Derin bir nefes aldım. Bunlardan herhangi biri olsa bile kurtulacaktık. Her şeyle başa çıktık böyle küçük engellere kafa yormazdım.
"Siren sesi birazdan duyulur. Hazır olun" dedim. Beklemeye başladık. Siren sesi duyulmasıyla etrafa baktım bu sefer ne olacağını merak ediyordum. Gökyüzü tamamen karardığında gök gürültüleri başladı. Şehrin arkamızda kalan kısmında şimşekler boy gösteriyordu.
"Bakın!" diye bağırdı Mac.
Duvar açıldı. Hepimiz merakla duvara bakıyorduk fakat hiç birimiz hareket etmedi.
"Hadi gidelim." diye bağırdı Pixie ve duvarın diğer tarafına geçti. Mac de peşinden çıktı. Lea ya baktım, benim önden gitmemi işaret ediyordu. İç çekip çıktım fakat içimde bir korku vardı. Duvar her an kapanacak gibi. Lea duvara yaklaştı tam o an hemen arkasına bir yıldırım düştü. Lea yerde hareketsiz yatıyordu.

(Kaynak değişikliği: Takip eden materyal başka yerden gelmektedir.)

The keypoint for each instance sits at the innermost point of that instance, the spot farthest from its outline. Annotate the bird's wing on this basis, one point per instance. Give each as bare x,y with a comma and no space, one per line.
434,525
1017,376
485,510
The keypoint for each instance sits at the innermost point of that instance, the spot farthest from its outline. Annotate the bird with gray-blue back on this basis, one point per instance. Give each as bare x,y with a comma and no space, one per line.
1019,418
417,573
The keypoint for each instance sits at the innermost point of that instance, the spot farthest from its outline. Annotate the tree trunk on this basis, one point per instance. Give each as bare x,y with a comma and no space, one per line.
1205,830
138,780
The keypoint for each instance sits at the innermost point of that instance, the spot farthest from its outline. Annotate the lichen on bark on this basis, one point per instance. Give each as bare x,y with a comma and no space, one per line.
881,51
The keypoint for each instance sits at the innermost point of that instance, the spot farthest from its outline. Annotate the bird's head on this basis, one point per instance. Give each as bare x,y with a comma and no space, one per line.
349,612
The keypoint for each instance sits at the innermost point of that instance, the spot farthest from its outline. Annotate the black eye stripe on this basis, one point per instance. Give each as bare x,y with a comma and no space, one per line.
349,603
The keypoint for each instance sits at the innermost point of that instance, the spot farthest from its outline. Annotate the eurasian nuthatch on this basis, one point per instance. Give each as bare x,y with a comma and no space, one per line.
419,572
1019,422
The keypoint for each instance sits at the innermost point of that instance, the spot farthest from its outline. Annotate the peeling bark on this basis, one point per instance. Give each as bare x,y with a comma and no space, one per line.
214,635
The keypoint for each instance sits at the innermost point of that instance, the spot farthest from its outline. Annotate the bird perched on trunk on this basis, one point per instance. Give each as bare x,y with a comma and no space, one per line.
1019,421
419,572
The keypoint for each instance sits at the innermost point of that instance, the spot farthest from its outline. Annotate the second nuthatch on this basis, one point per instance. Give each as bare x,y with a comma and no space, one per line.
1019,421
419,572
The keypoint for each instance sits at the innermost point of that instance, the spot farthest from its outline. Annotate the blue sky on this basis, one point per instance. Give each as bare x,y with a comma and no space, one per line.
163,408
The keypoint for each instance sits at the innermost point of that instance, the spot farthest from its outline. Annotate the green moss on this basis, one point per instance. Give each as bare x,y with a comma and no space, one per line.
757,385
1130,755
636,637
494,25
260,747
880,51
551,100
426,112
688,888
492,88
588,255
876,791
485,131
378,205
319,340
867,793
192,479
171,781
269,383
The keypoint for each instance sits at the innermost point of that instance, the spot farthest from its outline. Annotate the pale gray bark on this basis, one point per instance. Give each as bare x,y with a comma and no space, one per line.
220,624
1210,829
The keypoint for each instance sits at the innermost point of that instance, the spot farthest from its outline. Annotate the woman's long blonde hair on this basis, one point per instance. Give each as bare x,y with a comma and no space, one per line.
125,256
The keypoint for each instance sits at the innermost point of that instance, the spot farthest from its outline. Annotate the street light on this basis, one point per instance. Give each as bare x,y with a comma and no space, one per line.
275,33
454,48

Duvardan tekrar geçip lea'nın yanına geldim. Pek bir hasar yoktu sadece düşmüştü. Mac ve pixie hala duvarın diğer tarafındaydılar.
"Gidin! Duvar birazdan kapanır. Biz sonrakinde çıkarız." dedim. Tereddüt ettiler ama yapabilecekleri bir şey yoktu.
"Ona iyi bak Dess. Lütfen." dedi Pixie. Başımı salladım. Mac ve pixie arkalarını dönüp gittiler. Lea hala baygındı.
Düşen yıldırım normal değildi. Yerde bile iz bırakmamıştı ve lea sadece bayılmıştı fakat bu olanlar yıldırım zararsız dememizi gerektirmiyordu. Lea'nın kolunu omzuma attım, sırtından tutup kaldırdım. Duvar dediğim gibi tekrar kapandı.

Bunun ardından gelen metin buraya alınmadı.